Keep in mind I was talking about logic itself.
Me too. Logic. The invention of a single half insane species on one little planet in one of billions of galaxies.
Is logic useful for very many things? Yes, proven beyond doubt. Are the rules of logic binding everywhere in all of reality? Not proven at all. Logic says a thing can not both exist and not exist and yet arguably space, the vast majority of reality, does just that.
Again the is a difference between hard and soft is if one is putting forward a claim of non-existence versus a rejection of a claim.
Rejection is based on something, a reference to an authority of some kind. If a fundamentalist Christian rejects gay marriage, they are doing so by referencing their chosen authority, probably the Bible. By trying to sell their point of view they are making a claim that their chosen authority is qualified for the subject at hand. If that claim can not be proven, they are operating from faith.

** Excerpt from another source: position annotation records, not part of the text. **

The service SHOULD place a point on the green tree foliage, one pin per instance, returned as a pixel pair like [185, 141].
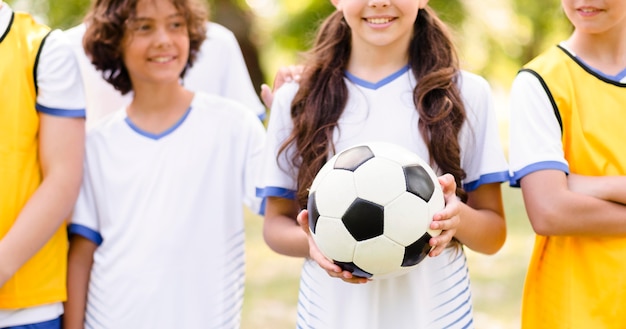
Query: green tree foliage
[494, 37]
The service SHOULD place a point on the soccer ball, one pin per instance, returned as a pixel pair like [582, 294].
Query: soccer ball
[370, 208]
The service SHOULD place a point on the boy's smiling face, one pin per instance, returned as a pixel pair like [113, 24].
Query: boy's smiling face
[156, 43]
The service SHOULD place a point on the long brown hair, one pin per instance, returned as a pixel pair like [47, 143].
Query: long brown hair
[322, 96]
[106, 25]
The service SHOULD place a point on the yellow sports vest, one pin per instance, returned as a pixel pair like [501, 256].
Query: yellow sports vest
[580, 282]
[42, 278]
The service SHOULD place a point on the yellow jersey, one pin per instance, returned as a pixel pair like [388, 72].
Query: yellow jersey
[41, 280]
[580, 282]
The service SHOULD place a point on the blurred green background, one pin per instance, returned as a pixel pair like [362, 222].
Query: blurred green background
[494, 38]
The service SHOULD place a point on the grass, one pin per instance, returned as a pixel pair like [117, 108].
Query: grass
[497, 280]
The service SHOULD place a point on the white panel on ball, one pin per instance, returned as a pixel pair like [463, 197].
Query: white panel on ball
[406, 218]
[378, 255]
[379, 180]
[335, 193]
[332, 238]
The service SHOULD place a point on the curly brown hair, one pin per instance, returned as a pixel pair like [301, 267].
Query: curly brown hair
[106, 26]
[322, 96]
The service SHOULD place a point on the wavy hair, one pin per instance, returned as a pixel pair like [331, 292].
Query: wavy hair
[106, 27]
[322, 97]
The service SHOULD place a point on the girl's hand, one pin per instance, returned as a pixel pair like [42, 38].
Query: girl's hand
[447, 219]
[314, 253]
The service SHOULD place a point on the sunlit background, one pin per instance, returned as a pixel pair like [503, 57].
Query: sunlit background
[494, 38]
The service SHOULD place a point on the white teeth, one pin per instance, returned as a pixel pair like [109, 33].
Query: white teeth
[161, 59]
[378, 20]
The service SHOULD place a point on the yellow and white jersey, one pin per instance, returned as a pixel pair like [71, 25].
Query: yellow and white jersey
[38, 75]
[219, 69]
[166, 211]
[569, 117]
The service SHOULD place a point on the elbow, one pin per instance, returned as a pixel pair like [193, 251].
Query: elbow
[544, 222]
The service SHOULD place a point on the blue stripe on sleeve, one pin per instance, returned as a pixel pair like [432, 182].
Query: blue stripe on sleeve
[279, 192]
[85, 232]
[518, 175]
[80, 113]
[498, 177]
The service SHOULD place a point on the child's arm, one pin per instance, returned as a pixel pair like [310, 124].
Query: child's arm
[482, 225]
[80, 260]
[555, 209]
[61, 150]
[609, 188]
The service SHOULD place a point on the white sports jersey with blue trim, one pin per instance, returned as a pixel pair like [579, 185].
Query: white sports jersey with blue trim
[60, 94]
[437, 293]
[167, 214]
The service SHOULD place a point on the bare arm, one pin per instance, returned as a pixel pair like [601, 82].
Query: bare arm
[609, 188]
[80, 261]
[554, 209]
[281, 231]
[483, 225]
[61, 151]
[285, 230]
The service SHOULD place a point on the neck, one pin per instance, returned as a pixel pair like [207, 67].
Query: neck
[373, 64]
[605, 52]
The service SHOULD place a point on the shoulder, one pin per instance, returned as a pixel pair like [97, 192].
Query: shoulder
[56, 45]
[75, 34]
[474, 88]
[286, 92]
[219, 32]
[472, 82]
[547, 61]
[216, 105]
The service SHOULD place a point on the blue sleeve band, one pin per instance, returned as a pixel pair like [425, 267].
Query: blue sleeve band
[85, 232]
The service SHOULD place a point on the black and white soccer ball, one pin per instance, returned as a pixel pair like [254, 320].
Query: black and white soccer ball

If this person has a very deep and sincere yet unexamined faith in their chosen authority, they may not realize they are making a claim, as they may take the qualifications of their chosen authority to be an obvious given. This is often the case with many atheists, they may believe without questioning that the rules of human reason are binding everywhere, and thus they sincerely don't realize that they are making a counter claim when they reject religious beliefs, or at least when they try to sell their rejection.
Which brings us back to this. Even though this inquiry has been searching for The Answer for thousands of years, we are still in a position where all claimed answers
from every side can be successfully challenged. If one should listen to that huge pile of evidence, the theist vs. atheist debate begins to fall away, as it starts to become clear that debate serves no useful purpose beyond entertainment.
There is no direct evidence of God.
Nor any proof that the rules of human reason are binding everywhere, the scope of the god proposal. And without such proof, a lack of evidence means little. If the rules of poker can not be shown to be binding in all of reality, then the fact that some God idea violates a poker rule is of little use to us.
Nope, faith is to believe in something without evidence.
Yes, like the belief that the rules of human reason are binding in all of reality, even though we don't even know what "all of reality" actually refers to.
We have trust in various systems as there is evidence that these systems are reliable. We have trust in math and logic for this reason. We have faith in religion since it uses neither and mostly relies on revelation and subjective experience. We can test the reliability of the former, we can not do so with the later.
I can see you are intent on participating in a theist vs. atheist debate. As you can see by now, I'm neither a theist or an atheist, and see little evidence that debate is going anywhere. I'm not arguing against the theist or atheist position so much as I am arguing against the contest between them. In other words, I am a party pooper.
But given all my too many words, perhaps I am more accurately labeled a Fundamentalist Party Pooper.
Both rationalist and empiricist share observations as evidence.
If we discard a search for The Answer, we no longer need evidence. However we may need evidence that discarding such a search is the best course of action.
For example if I found a piece of pottery I do not need evidence of the pottery maker directly. I can use the mind and previous data to conclude there has to be a pottery maker.
This is of course a leading argument for God. Sorry, cheap shot, my bad.
Have you considered that "need" can become so overwhelming that it overrides the ability for one to accept what observation provides for us? For some people the need to have a purpose of their life is so strong that they will turn to any answer which resolves this need. An answer which goes beyond observation.
Yes, imho, this is pretty much the situation for both committed theists and atheists. There is a strong need for some authority which can be trusted, something which can be relied on, a rule book to follow, an answer. And thus, participants may choose to ignore the fact that the qualifications of their chosen authority have not been proven.
Assuming that the beliefs they derive from their chosen authority aren't hurting anybody else, and are enhancing their own lives, such a faith based operation can be considered reasonable, if not meeting the highest most ideal standards of investigation procedure. Life is short, life can be hard, everybody gets through however they can.
Could your own need be classified in this way?
It appears my primary need is to keep the keyboard keys a clacking, to trumpet the glorious sound of my own little voice throughout the nerdosphere, for I am Typist.
I should try to type more clearly, for we are talking past each other to a degree. You wish to participate in a theist/atheist debate it seems, while my goal is to discard what I see to be a proven failed process in order to continue the age old inquiry by hopefully more promising methods. But this is just a goal, not a demand, and Rome wasn't built in a day as they say.
Well, we're on page five already, and there hasn't been a big shootout among participants yet. Good for us, free beers for everybody!